Nitekim Kürdistan ciddi bir devrim yaşayamadığı için tarihte güçlü roman örneklerine rastlayamıyoruz; ne 18., ne 19., ne de 20. yüzyılda.Yazılanlar, kemalizmin imha siyaseti temelinde ortaya çıkan Türk romanlarıdır. Bu konuda bir Yaşar Kemal bile aslında Türkleşmiş Kürt gerçeğinden esinlenerek yola çıkan ve bunu edebiyatla sürdüren gerçeğin ismidir. Böyle bir romancılığa sahiptir. Buna benzer birçok romancı vardır. Bütün cumhuriyet tarihi boyunca isyanları ezen ve daha sonra Türkiye ile birleştiren, buna ilericilik biçiminde tanım yapan romancılardır bunlar. Bir yerde kemalist ahlak, tahribat ve imha edebiyat yoluyla meşru gösterilmiştir. Bu temelde oluşan bir düzen; ilerici ve yaşanması gereken bir güzellik denilerek dayatılmıştır. Tabii bunlar edebiyatla aşılanan, reddedilmesi gereken şeylerdir. Bu romanların perspektifi, Kürdistan gerçekliğine acımamak, bunun ne olduğunu anlamamaktır. Her şeyi inkar etmektir, hem de hızla! Tekrar o eski olumsuzlukları deşmemektir. Kürtleri gerici ve vahşi olarak yansıtmaktır.
İşte, ister Türk, isterse Kürt kökenli olsun, şimdiye kadar Kürdistan’a ilişkin iyi romancılık, sanatçılık, edebiyatçılık bu temelde bir işleve sahiptir. Tabii bu romancılık son derece tahribat yaratmıştır. Özellikle kişilik şekillenmesini çarpık geliştirmiştir. Özgür, gerçekçi düşünmeyi engellemiştir. Türkleşmeyi, metropole taşınmayı, kendi ülkesini ve halkını hor görmeyi, ondan kolayca vazgeçmeyi beraberinde getirmiştir. Bu, metropole, Avrupa’ya muazzam bir akış, kendinden kaçış sürecidir. Aynı zamanda ruhundan ve beyninden kaçış sürecidir de.
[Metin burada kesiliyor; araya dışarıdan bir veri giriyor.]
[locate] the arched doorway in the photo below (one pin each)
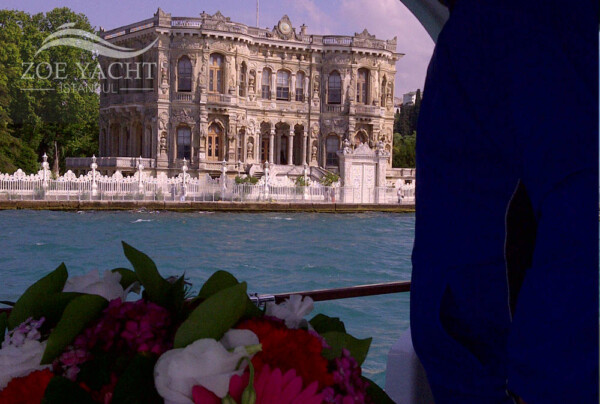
(360, 138)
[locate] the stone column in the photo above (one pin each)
(304, 140)
(293, 87)
(273, 85)
(122, 140)
(271, 145)
(291, 149)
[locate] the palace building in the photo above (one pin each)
(213, 90)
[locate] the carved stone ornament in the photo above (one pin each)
(163, 143)
(250, 147)
(364, 35)
(163, 121)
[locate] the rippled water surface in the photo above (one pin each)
(273, 252)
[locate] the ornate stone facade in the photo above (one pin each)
(218, 90)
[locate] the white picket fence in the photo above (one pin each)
(143, 187)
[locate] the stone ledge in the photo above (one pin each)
(205, 206)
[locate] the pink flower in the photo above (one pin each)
(271, 386)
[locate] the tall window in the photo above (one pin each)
(332, 146)
(300, 87)
(334, 89)
(184, 74)
(215, 79)
(264, 148)
(214, 142)
(362, 86)
(115, 69)
(283, 85)
(266, 84)
(242, 87)
(184, 143)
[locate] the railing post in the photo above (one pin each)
(140, 183)
(94, 166)
(305, 187)
(223, 179)
(45, 169)
(266, 179)
(184, 169)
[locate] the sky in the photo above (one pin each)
(384, 18)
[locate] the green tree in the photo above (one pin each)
(57, 122)
(404, 150)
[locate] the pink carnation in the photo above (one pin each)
(271, 386)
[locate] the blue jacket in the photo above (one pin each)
(511, 97)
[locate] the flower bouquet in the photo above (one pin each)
(80, 340)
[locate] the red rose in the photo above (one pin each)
(287, 349)
(28, 389)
Hatta bu süreç, lanetlemeye kadar ilerlemiştir. Çok azı gerçekliğine sahip çıkabilmiştir. Her şey çok ucuz elden çıkarılmıştır. Adını ağzına alanlar da ya ajanlaştırılmışlar, ya da işbirlikçiliğin bazı çıkarlar temelinde edindiği misyonlar olarak ortaya çıkmışlardır. Burada edebiyat, yurtseverliğin, toplumsal özgürlüğün yanından bile geçmeyen bir kavrama dönüştürülmüştür.
Tabii bunu devrimci hareketin çıkışına kadar daha trajikleşmiş ve derinleşmiş olarak görüyoruz. Özellikle her isyanın başarısızlığı, böyle bir sonuca gitmede rol oynamıştır. İsyan sonrası, yani beyaz terör dönemi Kürt halk gerçekliğini aslında isyan döneminden daha tehlikeli ve bitişin eşiği diyebileceğimiz bir noktaya kadar getirmiştir.